SINGAPORE (Yosefardi) – SGX-listed Interra Resources Limited, controlled by Edwin Soeryadjaya and Sandiaga Uno, booked net loss after tax US$7.54 million for the second quarter ended June 2015, widened from loss of US$3.23 million in the previous quarter.

This was largely due to impairment of producing oil and gas properties of US$5.30 million which was a result of the current low oil prices and the decline in production. In the Q2 2014, the Group net profit of US$0.20 million.

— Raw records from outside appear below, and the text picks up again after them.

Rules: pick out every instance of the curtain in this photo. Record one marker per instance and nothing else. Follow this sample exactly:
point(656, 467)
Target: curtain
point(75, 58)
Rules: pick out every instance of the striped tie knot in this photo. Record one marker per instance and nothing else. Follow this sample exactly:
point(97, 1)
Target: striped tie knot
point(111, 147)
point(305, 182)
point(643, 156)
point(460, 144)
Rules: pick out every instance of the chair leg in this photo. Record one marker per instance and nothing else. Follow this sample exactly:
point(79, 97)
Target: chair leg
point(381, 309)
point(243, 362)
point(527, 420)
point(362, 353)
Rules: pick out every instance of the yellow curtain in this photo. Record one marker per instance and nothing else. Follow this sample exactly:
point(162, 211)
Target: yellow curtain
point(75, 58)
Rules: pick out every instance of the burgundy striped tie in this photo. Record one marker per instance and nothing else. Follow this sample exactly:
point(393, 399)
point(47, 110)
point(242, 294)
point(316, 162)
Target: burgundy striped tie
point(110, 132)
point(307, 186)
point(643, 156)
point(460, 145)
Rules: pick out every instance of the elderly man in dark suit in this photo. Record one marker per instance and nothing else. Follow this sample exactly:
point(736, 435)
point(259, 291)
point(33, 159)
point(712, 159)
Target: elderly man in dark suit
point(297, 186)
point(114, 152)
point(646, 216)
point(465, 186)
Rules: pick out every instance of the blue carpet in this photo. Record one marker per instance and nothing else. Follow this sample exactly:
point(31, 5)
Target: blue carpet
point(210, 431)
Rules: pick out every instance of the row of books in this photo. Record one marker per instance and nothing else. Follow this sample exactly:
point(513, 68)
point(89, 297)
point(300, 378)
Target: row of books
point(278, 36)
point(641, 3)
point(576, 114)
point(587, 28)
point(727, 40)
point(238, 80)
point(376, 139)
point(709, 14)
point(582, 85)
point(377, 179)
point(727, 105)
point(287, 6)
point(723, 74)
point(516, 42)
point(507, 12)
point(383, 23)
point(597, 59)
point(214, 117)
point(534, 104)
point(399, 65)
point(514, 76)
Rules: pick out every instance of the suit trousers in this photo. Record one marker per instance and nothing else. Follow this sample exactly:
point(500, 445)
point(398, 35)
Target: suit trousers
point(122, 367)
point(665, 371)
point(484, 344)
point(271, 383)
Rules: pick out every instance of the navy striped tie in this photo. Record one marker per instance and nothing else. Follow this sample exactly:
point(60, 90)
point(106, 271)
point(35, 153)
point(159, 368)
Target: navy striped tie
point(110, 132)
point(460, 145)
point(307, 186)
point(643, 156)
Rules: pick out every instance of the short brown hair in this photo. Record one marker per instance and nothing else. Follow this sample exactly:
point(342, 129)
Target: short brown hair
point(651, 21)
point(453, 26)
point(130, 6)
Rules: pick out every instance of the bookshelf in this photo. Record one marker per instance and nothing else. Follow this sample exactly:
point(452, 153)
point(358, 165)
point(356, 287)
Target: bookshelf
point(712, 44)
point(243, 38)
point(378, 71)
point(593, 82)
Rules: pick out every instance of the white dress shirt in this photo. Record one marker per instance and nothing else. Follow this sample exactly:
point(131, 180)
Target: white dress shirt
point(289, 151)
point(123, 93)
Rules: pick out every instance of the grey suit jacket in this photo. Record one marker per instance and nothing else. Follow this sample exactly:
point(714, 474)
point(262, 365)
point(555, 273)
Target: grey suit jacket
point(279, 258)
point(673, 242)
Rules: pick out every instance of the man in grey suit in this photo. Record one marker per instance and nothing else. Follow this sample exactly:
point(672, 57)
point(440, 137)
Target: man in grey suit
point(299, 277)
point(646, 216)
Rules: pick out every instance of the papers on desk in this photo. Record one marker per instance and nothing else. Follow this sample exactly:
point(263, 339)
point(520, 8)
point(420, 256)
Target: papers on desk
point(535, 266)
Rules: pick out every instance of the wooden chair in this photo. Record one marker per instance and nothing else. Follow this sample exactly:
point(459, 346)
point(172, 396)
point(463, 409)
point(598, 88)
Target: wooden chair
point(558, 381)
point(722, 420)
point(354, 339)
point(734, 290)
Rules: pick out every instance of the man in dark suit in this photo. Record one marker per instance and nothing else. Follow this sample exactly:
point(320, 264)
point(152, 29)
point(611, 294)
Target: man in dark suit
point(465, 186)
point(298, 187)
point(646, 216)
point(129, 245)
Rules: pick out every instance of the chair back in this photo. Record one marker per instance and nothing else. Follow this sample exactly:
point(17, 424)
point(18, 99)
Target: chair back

Revenue for the quarter was US$10.38 million, 23% higher than the previous
quarter, decreased by 31% from US$15.01 million in Q2 2014, largely due to lower weighted average transacted oil prices for Q2 2015 of US$59.20 per barrel (Q2 2014: US$107.49 per barrel) and lower sales of shareable oil of 162,435 barrels in Q2 2015 from 196,360 barrels in Q2 2014 for oil and gas operations.

The Group’s shareable production from oil decreased by 20% to 161,116 barrels in Q2 2015 from 201,655 barrels in Q2 2014.

Tanjung Miring Timur TAC (TMT TAC) shareable production remained relatively unchanged from last quarter, stabilizing at 55,518 barrels for the quarter. Due to technical issues, production has not increased despite efforts to improve the condition of the existing wells. The last well for 2014 was drilled in early Nov 2014, and completion has been delayed due to technical difficulties. The results are expected to be known by Q3 2015.

Shareable production at Linda Sele TAC (LS TAC) increased slightly by 4% to 9,519 barrels of oil in Q2 2015. Uplifting of oil at LS TAC was also more regular during this quarter. Revenue for granite mining in Bintan increased by 43% from US$2.12 mil in Q1 2015 to US$3.03 mil in Q2 2015.